Students may complain that this procedure depends on a single run of random sampling and thus on our luck. If they do not, we can raise the point ourselves to continue with an introduction of cross-validation. This leads to the workflow in Fig 6, which includes an element that has proven to be difficult, but conceptually essential to understand–the signal from Tree to Test and Score. Where does the Tree widget get the data? We need to explain that the model scoring widget, Test and Score, implements the entire cross-validation procedure. A k-fold cross-validation will fit k different models to k different (overlapping) data subsets. For this, it needs a learning algorithm, not a fitted model. While computer scientists see this as passing a function to a function, to non-computer scientists we explain that the Tree widget in the previous workflow outputs a model, while in this one, it has no data but can still output a recipe for building a model.

Download:

Fig 6. Testing with cross-validation.

The Tree widget receives no data and does not output a tree but only an algorithm (ä recipe") for building one. The Randomize widget, which shuffles the data, is here only to demonstrate that cross validation discovers overfitting by showing a small accuracy. In practice, we would use the actual, non-randomized data.

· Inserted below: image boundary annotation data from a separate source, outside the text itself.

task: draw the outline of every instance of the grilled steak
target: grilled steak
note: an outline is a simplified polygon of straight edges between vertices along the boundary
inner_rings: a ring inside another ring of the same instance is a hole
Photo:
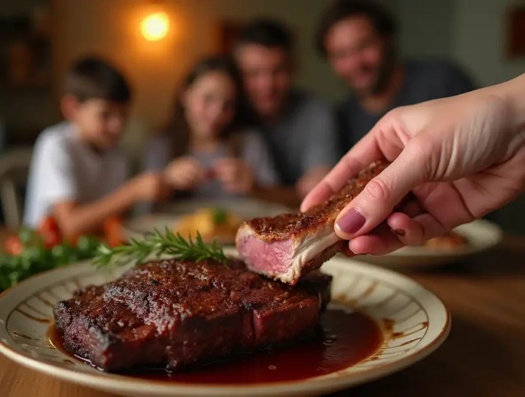
[[[178,368],[312,329],[331,277],[309,275],[290,287],[239,261],[150,262],[57,303],[55,321],[66,350],[102,370]]]
[[[387,165],[373,163],[337,194],[306,212],[245,222],[236,239],[240,257],[250,270],[294,285],[301,273],[319,268],[342,248],[345,242],[334,231],[335,218]]]

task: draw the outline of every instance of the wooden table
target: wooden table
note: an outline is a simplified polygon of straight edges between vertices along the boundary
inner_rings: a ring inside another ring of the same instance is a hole
[[[437,294],[452,330],[421,362],[342,397],[525,395],[525,238],[439,271],[410,275]],[[111,397],[61,382],[0,356],[1,397]]]

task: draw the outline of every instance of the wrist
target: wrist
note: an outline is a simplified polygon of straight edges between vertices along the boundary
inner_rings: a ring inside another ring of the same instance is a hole
[[[525,73],[494,87],[495,93],[509,108],[509,126],[514,134],[525,141]]]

https://doi.org/10.1371/journal.pcbi.1008671.g006

Stressing the difference between the trained model and the algorithm for model inference is important. It reminds students that cross-validation does not evaluate a model but the modeling procedure. The reported average score is not a score of any particular model.

Take-home message

The mantra to always test models on separate test data has to be taken seriously. By violating it, we do not test model quality, but its ability to (over)fit the given data. This can lead to much larger performance over-estimates than most students realize.

Limited perception of modeling

The former is a school example of overfitting that is unlikely to appear in respectable journals. In our next case, we show students a much more common problem. When taking care not to use the same data for modeling and testing, the modeling is often understood in a limited sense, for instance fitting the coefficients of logistic regression, and excludes any procedures like data preparation.

For this demonstration, we require a data set in which the number of variables largely exceeds the number of data instances. We will here use a dataset on breast cancer and docetaxel treatment [12] from Gene Expression Omnibus (dataset GDS360), which includes 9,485 genes (features) whose expression was observed in 24 tissue samples (data instances). This data set is indeed small; students need to be warned that smaller data sets of this kind often appear in medical research and that inference of reliable models would require more data or approaches that can additionally incorporate prior domain knowledge. Data instances are labeled with a binary class indicating weather the tumor was sensitive to treatment. Instead of (the already discredited) classifications trees, we use logistic regression, which, as a linear model, should be less prone to overfitting, making the example more convincing.